Lane, 65, graduated magna cum laude in 1949 from Howard's law school, ranking number one in his class, and had served as a law professor for more than 25 years as well as holding the position of Howard's chief legal officer.
Lane's resignation comes in the wake of a number of discrimination suits brought against the university by faculty members and other employes, who have charged Howard with discriminating in various forms against whites and Africans, women and men.
Juries have returned four damage verdicts against Howard in the past two years, with awards totaling $671,000. Two of those verdicts are under appeal. Since 1981, Howard reached out-of-court settlements with eight other employes totaling more than $250,000.

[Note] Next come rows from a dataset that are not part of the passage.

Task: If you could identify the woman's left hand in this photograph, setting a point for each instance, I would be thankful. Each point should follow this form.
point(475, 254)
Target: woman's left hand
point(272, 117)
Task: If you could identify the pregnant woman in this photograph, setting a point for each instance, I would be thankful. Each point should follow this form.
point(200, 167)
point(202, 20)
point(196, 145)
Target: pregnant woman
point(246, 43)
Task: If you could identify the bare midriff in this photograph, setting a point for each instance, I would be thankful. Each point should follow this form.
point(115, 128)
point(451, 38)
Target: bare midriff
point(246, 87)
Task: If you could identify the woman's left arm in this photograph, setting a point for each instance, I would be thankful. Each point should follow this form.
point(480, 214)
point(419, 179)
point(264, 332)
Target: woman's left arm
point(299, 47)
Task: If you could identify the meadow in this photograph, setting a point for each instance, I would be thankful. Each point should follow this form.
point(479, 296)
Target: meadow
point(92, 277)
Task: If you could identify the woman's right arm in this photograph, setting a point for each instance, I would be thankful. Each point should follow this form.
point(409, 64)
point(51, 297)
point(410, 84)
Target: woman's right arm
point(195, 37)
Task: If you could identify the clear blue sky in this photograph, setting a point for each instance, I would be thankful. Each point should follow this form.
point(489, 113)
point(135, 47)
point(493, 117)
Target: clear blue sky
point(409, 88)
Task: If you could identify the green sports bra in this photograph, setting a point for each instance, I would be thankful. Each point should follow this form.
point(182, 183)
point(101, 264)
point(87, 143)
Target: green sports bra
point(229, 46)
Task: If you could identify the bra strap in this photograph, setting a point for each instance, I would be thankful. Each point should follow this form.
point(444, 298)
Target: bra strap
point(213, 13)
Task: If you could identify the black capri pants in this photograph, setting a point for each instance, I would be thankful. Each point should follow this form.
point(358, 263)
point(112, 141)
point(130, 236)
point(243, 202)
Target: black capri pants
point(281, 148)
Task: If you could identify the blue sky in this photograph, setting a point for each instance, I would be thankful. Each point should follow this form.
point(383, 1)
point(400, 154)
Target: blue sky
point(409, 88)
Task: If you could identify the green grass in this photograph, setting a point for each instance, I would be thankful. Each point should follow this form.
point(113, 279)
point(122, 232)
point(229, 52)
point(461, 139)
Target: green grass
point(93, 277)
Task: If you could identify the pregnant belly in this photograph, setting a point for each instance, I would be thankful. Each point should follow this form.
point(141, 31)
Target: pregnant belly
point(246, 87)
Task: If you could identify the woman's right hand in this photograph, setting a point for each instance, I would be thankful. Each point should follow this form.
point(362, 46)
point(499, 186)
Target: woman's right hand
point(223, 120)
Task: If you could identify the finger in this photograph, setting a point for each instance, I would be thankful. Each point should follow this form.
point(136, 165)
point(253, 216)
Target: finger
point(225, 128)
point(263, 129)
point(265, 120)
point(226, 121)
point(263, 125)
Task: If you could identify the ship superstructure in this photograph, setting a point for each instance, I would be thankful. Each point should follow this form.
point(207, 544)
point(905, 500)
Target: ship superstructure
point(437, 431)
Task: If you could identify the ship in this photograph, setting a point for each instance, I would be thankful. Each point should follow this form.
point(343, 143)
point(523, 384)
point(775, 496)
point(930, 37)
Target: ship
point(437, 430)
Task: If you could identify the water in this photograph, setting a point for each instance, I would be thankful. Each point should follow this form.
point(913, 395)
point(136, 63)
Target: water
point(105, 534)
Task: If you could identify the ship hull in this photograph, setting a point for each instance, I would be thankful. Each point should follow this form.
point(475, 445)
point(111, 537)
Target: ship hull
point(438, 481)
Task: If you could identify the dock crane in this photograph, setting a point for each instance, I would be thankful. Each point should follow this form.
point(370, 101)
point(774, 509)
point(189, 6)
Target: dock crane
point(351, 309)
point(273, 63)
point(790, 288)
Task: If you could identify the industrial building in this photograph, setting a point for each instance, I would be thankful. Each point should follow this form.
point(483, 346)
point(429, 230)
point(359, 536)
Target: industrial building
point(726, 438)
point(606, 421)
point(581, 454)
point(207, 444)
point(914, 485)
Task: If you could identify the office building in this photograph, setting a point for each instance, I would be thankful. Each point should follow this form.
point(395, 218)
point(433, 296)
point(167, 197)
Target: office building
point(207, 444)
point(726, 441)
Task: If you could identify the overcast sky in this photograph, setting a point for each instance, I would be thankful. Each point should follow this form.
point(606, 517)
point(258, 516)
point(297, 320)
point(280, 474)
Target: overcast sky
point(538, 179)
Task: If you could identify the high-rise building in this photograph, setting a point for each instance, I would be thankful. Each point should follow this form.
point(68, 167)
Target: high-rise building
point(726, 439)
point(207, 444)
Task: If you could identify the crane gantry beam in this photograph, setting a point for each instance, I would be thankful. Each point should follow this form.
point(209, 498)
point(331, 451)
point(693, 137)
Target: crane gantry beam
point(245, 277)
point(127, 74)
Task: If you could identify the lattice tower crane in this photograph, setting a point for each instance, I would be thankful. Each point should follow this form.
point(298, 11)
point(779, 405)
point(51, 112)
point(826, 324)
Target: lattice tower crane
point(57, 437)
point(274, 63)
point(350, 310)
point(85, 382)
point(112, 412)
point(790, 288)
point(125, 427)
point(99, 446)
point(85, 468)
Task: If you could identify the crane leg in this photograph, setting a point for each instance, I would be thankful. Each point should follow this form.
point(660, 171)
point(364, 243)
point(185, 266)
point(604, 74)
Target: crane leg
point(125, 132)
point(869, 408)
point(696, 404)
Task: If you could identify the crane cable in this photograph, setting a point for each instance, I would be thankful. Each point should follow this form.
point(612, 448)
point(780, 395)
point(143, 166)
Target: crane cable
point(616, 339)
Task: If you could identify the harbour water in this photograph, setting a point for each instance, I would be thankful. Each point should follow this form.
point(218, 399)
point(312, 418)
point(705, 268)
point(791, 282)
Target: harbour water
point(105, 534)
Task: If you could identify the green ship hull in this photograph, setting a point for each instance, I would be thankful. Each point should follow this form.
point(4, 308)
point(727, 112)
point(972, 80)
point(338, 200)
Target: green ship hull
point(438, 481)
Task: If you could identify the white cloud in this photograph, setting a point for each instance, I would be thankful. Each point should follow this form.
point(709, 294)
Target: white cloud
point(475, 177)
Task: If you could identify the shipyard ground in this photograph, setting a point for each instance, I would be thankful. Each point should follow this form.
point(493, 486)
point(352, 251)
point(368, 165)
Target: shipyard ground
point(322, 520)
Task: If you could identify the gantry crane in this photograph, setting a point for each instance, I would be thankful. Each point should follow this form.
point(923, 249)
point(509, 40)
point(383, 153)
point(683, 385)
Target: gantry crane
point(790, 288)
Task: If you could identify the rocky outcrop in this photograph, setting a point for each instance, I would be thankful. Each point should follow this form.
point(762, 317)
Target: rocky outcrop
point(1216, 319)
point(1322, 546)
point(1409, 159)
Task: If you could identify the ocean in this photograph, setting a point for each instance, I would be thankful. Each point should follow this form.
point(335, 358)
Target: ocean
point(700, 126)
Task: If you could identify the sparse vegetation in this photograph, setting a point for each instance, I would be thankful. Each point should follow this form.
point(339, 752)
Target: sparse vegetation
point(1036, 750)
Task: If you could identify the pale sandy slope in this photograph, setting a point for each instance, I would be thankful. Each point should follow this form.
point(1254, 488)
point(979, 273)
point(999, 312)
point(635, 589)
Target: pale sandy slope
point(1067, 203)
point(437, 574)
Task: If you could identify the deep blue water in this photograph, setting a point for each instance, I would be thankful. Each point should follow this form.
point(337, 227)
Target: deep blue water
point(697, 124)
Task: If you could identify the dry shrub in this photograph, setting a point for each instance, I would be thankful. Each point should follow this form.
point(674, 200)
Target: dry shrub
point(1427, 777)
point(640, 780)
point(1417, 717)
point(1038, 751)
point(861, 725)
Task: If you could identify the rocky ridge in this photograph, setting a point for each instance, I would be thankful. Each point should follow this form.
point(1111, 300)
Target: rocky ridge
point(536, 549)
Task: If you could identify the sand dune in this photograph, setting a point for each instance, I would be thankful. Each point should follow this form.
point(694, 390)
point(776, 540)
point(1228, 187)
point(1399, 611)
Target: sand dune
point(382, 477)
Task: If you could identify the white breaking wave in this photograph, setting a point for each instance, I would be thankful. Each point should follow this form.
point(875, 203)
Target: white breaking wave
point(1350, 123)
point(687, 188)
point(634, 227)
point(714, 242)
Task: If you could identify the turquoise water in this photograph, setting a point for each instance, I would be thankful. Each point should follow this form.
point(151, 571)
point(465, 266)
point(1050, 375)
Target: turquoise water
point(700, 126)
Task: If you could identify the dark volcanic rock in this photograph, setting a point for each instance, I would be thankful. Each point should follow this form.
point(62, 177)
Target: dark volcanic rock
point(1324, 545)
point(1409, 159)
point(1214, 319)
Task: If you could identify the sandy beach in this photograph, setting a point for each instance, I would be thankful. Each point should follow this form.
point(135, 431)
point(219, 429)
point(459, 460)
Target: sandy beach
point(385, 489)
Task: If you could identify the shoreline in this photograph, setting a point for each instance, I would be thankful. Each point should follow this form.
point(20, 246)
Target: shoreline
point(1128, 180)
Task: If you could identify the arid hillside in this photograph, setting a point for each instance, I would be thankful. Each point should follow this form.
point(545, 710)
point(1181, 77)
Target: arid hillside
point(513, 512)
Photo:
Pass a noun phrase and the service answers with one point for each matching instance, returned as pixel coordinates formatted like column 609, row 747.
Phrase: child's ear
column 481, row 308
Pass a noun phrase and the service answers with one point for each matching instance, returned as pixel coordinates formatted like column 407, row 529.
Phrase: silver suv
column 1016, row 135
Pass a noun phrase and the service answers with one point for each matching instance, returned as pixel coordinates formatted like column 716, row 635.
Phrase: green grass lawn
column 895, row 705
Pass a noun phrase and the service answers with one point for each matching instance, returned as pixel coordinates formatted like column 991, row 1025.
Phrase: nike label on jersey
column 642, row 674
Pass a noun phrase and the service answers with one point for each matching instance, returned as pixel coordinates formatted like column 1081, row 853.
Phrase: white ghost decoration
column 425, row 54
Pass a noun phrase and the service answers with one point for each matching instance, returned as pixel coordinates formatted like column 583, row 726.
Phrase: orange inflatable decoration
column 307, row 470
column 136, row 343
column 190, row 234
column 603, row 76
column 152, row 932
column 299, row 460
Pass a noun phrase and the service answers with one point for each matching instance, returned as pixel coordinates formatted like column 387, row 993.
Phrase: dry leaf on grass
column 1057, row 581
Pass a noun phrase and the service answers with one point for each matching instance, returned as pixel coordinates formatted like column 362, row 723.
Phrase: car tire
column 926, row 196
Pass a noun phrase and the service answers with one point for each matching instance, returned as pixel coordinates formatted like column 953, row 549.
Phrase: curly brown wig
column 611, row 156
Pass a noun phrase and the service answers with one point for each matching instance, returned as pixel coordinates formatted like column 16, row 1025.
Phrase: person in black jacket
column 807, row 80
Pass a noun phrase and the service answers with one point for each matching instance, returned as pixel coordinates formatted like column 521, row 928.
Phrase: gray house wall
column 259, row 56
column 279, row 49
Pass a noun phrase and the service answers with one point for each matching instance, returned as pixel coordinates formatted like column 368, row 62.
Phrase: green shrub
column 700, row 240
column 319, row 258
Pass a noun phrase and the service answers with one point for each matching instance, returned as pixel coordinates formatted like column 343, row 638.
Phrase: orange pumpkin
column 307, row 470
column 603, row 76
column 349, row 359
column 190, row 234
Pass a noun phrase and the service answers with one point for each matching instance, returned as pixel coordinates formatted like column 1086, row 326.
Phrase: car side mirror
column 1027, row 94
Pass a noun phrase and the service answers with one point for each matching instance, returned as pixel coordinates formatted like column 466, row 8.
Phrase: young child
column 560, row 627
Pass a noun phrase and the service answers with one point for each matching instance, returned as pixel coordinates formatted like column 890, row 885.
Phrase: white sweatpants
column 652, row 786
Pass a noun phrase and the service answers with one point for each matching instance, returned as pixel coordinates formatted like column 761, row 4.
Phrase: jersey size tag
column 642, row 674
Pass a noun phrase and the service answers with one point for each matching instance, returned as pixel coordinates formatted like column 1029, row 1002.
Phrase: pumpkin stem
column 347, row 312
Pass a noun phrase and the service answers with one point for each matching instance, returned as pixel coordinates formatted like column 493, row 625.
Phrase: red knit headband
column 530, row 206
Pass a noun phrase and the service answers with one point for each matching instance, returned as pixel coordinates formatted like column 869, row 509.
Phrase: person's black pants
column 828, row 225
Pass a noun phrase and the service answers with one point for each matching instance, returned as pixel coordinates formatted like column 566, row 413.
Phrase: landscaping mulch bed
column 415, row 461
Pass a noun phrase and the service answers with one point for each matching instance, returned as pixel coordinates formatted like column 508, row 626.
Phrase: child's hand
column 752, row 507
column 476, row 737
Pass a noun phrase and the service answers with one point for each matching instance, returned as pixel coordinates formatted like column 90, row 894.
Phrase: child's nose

The discrimination controversy involving Lane centered on allegations by Michael A. Harris, a $29,000-a-year staff adviser in Lane's office, that Lane favored female employes in pay and promotions over him though he was better qualified. Harris, who took his complaint to the Equal Employment Opportunity Commission, was fired Jan. 31.
The suit received extensive coverage in the student newspaper, The Hilltop. The paper's editor, Janice McKnight, was later dismissed for allegedly submitting false information on a university application form. The dismissal sparked a round of student protests, and McKnight was subsequently reinstated.
A university spokesman said as far as he knew there was no connection between the discrimination suits and Lane's resignation. Lane himself could not be reached for comment, nor could Cheek.
A university news release said Cheek accepted the general counsel's resignation "with deep regret."
"An acting general counsel has not been named, pending a study of restructuring the legal arm of the university," the news release said.